Michael Desmond profiles the Australian songwriter and performer Neil Murray and his contribution to Australian music.

Neil Murray, 2008 by Peter Hudson
Neil Murray, 2008 by Peter Hudson

There have surely been few occasions when the bonhomie was as palpable as when Chritine Anu sang ‘My Island Home’ to the open hearted crowds at the closing ceremony of the 2000 Sydney Olympics, and who could have ever thought it came from anyone else but her? The song, now effectively an unofficial national anthem, seemed tailor-made for Anu.

Anu truly made ‘My Island Home’ hers, but it had been penned a decade earlier by Neil Murray (born in 1956 in Ararat Victoria) a whitefella musician and songwriter long associated with contemporary Indigenous music. Murray was a founding member of the Warumpi Band, a rock and roll outfit from Pupunya in the Northern Territory. Murray had moved north to work as school teacher and labourer before forming the band with co- founder George Bururrwanga and brothers Gordon and Sammy Butcher in 1980. The band attracted national attention in 1983 when they released ‘Jailanguru Pakarnu’ (Out of Jail) written by Murray and Sammy Butcher. It was the first rock song recorded in an Aboriginal language.

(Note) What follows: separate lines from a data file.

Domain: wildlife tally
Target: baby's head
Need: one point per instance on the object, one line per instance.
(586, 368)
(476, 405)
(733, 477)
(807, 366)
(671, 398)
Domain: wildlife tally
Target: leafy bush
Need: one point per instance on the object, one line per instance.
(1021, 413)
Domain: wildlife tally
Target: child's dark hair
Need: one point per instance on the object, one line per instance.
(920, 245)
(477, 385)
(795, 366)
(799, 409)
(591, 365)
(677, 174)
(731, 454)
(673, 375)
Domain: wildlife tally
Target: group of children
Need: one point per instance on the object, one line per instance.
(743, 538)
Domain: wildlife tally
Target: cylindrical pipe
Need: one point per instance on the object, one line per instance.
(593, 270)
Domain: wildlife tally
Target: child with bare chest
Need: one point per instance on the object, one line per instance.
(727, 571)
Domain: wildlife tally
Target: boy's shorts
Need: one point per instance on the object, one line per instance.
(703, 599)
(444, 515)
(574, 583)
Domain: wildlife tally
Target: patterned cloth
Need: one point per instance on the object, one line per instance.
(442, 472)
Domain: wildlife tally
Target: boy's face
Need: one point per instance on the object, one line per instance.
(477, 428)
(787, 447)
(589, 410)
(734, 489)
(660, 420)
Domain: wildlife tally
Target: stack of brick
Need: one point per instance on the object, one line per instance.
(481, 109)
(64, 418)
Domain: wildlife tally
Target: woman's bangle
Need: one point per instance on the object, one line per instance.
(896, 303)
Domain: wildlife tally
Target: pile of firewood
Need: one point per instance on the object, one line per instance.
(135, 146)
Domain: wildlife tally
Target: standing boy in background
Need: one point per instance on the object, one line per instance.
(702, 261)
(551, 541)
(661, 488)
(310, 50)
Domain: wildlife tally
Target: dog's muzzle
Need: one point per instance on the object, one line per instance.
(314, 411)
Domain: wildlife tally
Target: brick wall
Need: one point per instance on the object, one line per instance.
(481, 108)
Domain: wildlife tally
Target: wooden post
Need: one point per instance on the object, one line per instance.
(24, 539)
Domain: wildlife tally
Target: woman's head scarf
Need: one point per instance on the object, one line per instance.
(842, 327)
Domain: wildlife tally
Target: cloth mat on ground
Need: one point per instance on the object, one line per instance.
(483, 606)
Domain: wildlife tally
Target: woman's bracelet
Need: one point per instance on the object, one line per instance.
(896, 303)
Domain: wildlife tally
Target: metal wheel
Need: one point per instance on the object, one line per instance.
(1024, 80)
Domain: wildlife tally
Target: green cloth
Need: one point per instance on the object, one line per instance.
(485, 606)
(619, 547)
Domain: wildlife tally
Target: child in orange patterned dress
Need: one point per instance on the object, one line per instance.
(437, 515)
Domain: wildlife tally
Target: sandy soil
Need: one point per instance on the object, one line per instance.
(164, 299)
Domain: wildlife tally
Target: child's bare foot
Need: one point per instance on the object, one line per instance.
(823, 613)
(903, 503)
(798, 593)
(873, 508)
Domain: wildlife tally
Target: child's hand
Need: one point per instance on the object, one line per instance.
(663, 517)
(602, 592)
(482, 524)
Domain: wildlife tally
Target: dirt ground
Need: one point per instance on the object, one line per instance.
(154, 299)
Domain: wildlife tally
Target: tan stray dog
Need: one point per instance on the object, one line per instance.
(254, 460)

Gigs in Sydney and Melbourne followed, with interviews and TV appearances. Bururrwanga and Murray formed the core of the band, other members changed depending on the venue and other commitments. Slowly the band built up a following, their funky licks and driving rhythms earning them regular spots in the pub rock circuit. ‘Big name, No Blanket’ the wry title of their debut album gave a fair indication of their status in the music industry. The 1985 album included the classic, ‘Blackfella Whitefella’ a plea for harmony and unity and one of Murray’s most enduring lyrics: ‘Blackfella, Whitefella, Doesn't matter what your colour, So long as you're a true fella.’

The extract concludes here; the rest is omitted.